To negotiate a Loan of Money, to sign the obligations for it, to make a thousand Visits, some idle, some not idle, all necessary—to write Treaties in English, and be obliged to have them translated into French and Dutch, and to reason and discuss every Article to— to— to— to— to— &ca &ca. &ca. is too much for my Patience and Strength.
My Correspondence with Congress and their Ministers in Europe is a great deal of work. In short I am weary, and nobody pities me. Nobody seems to know any thing about me. Nobody knows that I do any thing or have any thing to do.

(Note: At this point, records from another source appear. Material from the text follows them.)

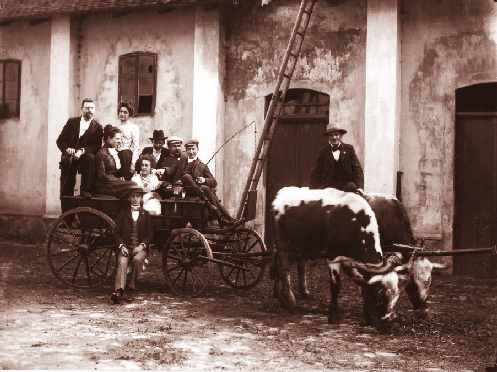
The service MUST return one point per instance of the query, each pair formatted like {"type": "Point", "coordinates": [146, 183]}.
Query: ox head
{"type": "Point", "coordinates": [382, 283]}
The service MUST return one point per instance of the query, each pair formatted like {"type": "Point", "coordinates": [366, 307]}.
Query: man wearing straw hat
{"type": "Point", "coordinates": [337, 164]}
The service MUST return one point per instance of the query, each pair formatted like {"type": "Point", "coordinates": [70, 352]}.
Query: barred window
{"type": "Point", "coordinates": [10, 88]}
{"type": "Point", "coordinates": [138, 80]}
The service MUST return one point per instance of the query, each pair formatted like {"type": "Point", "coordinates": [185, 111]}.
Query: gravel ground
{"type": "Point", "coordinates": [44, 325]}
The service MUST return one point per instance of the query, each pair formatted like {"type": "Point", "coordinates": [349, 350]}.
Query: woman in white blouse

One thing, thank God, is certain. I have planted the American Standard at the Hague. There let it wave and fly! in Triumph over Sir Joseph York and British Pride. I shall look down upon the Flagg Staff with pleasure from the other World.

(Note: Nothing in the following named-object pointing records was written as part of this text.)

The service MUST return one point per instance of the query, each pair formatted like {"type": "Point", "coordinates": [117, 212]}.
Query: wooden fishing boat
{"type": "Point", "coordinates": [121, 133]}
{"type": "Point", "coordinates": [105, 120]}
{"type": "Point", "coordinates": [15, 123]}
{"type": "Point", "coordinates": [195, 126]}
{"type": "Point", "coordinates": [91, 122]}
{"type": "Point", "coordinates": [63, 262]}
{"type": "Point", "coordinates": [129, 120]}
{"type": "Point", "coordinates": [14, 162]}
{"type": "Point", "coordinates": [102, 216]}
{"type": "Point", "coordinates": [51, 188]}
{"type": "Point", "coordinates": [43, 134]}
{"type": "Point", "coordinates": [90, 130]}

Not the Declaration of American Independence—not the Massachusetts Constitution—not the Alliance with France, ever gave me more Satisfaction or more pleasing Prospects for our Country than this Event. It is a Pledge against Friends and Enemies. It is an eternal Barrier against all Dangers from the House of Bourbon, as well as a present Security against England. Perhaps every Imagination dont rove into futurity, as much as mine, nor care so much about it.
My best Respects to Mrs. Warren and the Family, and believe me your Friend
RC in John Thaxter’s hand (MHi: Warren-Adams Coll.); endorsed: “Mr Adams’ Lettr Hague Sepr 82.”